Empty housing helps keep prices high and there is no city in Europe where the bulk of real estate investments has led to a rise monstre rents and values ​​of this magnitude: whoever bought a house in 2010 in Berlin would have paid an average of 1,700 euros per square meter and would sell today for 5,000. Introducing a form of “rent control” in 2015 did not slow down the rally: plus 44% on rents over five years. The movements for the house are fierce but the political proposals often hit the rocks of the feasibility economic and legal. In 2019 there was an attempt to impose a ceiling on the cost of rent by law and freeze the rents until 2025. While Bloomberg called it an “incoming disaster”, the Constitutional Court rejected it this year by requiring the restitution of all arrears. The referendum raises the stakes even speaking of expropriation.

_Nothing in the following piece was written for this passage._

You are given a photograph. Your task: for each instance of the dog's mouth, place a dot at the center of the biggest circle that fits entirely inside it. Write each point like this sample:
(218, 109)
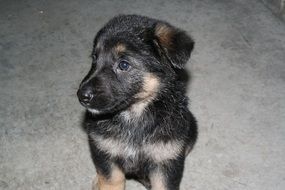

Which would have its feasibility in Article 15 of the German Constitution, according to the Financial Times.

Ten days before the referendum, German living e Vonovia they sold almost 15,000 apartments to the city, worth 2.46 billion euros. There is a plan to sell a total of 20 thousand in exchange for political support for the merger of the maxi group. “With this sale of real estate to municipal building societies, we are fulfilling a central promise in the Berlin Senate,” he said. Rolf Buch, CEO of Vonovia. “We are selling the apartments at a fair price”. The most radical part of the housing movements does not fit in and challenges it. After years of “speculation” – it is the thesis – now the public pays the private individuals dearly and provides them with liquidity for further lucrative financial operations just as the movements take hold. A double gain. Or, to make an Italian parallel, the privatizations of the nineties but on the contrary. Where instead of giving industries and concessions to private individuals, it is the latter who charge a high price for their partial and temporary one retreat.